In Jubilee, we have a little gang of teenage boys who spend all their free time with us, being helpful and being obnoxious and being teenagers. The core of that group, Djeff (in blue), Obenson (shoveling in orange) and Wiesguer (mudding in green with me) make little toy men out of discarded bottle caps. They sell them to visitors and to Mama Kathy who markets them online through 2nd Story Goods along with the angels, journals, jewelry and other products the people in Jubilee make.
The boys earn about $2 for each "bouch-ko" man. The money is completely theirs, but frequently, they give it to their mothers to help feed everyone. The boys also put some of the earnings into a savings account overseen by Josh (and Grace in his absence). They use the savings to fund school supplies, clothes and recently, pigeons.

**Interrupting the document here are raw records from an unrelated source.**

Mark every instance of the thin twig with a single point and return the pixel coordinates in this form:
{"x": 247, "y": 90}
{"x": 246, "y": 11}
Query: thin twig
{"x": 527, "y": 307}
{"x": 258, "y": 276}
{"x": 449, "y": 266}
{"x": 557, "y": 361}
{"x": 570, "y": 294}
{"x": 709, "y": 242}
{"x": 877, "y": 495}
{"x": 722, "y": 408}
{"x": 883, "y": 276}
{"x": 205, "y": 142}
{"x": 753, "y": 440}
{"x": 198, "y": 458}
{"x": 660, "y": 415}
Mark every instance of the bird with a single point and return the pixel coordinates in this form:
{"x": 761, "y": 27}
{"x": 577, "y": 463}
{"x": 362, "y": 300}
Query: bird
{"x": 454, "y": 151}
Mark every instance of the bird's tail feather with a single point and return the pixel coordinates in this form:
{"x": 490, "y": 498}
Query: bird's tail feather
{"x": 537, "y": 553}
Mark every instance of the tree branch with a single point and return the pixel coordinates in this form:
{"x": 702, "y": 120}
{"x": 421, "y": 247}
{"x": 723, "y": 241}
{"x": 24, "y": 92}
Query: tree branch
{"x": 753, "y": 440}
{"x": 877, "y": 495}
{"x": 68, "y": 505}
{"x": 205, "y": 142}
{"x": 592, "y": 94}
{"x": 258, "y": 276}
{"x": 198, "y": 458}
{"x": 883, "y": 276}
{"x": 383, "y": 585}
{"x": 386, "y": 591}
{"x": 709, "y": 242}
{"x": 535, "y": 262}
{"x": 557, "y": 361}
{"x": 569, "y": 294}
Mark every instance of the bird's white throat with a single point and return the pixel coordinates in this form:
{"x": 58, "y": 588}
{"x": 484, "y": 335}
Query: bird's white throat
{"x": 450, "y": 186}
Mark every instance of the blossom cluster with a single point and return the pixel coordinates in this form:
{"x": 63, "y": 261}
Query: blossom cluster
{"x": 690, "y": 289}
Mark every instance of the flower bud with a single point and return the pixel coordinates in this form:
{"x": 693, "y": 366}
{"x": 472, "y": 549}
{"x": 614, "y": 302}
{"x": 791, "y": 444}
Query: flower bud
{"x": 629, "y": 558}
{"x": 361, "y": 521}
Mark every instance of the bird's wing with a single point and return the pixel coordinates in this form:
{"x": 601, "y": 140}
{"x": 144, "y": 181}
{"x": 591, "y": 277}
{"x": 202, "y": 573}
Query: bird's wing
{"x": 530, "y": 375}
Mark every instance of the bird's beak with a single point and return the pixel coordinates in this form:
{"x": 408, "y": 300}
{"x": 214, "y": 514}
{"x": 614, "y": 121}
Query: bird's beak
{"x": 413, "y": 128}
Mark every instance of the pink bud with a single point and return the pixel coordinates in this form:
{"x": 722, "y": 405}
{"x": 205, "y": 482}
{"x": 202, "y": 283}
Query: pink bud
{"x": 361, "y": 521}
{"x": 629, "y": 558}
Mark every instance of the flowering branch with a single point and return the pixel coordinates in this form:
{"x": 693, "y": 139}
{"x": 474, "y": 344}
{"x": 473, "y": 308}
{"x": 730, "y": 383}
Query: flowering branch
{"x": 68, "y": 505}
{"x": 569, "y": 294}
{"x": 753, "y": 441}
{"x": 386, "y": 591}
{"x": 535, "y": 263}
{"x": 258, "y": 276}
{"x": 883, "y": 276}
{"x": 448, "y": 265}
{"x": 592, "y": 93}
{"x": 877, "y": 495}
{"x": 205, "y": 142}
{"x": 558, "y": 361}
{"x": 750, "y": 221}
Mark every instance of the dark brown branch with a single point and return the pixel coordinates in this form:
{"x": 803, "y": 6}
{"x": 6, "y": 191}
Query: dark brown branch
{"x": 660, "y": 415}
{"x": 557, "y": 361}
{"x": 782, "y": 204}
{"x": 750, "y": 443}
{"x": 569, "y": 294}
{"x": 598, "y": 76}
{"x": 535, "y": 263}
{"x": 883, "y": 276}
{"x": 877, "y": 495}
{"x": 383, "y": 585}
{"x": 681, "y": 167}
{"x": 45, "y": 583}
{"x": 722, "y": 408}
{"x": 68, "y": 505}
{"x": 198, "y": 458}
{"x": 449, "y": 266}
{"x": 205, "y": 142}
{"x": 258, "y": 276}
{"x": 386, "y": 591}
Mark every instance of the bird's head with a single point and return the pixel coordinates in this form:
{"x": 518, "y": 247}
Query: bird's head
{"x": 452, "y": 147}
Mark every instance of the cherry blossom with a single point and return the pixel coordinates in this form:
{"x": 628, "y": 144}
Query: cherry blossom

Pigeons are considered good luck in Haiti and they are considered a food option. The boys have bought and are now raising about 10 pigeons which they will eventually sell for a profit. It's quite clever of them. What's also quite clever are the names they chose for their birds: Ben, Josh, Isaac, Grace, Keziah, Lala...etc. Each bird is named after one of the Americans that works in Jubilee.
Meet my pigeon counterpart.
The pigeons have a little pigeon house where they sleep, nest, and lay eggs. Wiesguer, though 16 years old, is very small, so he has been climbing in and out of it. Not long after they started the pigeon business, Wiesguer came to clinic looking like a puffy mess. He was having some sort of allergic reaction and his mouth and eyes were so swollen that we could barely recognize him.
His grandmother covered him with a flour-like powder; Grace and I started him on steriods. It took a week, but the swelling disappeared and he started to look like himself again. We still don't exactly know what caused the reaction, but Wiesguer is thriving and so are the pigeons.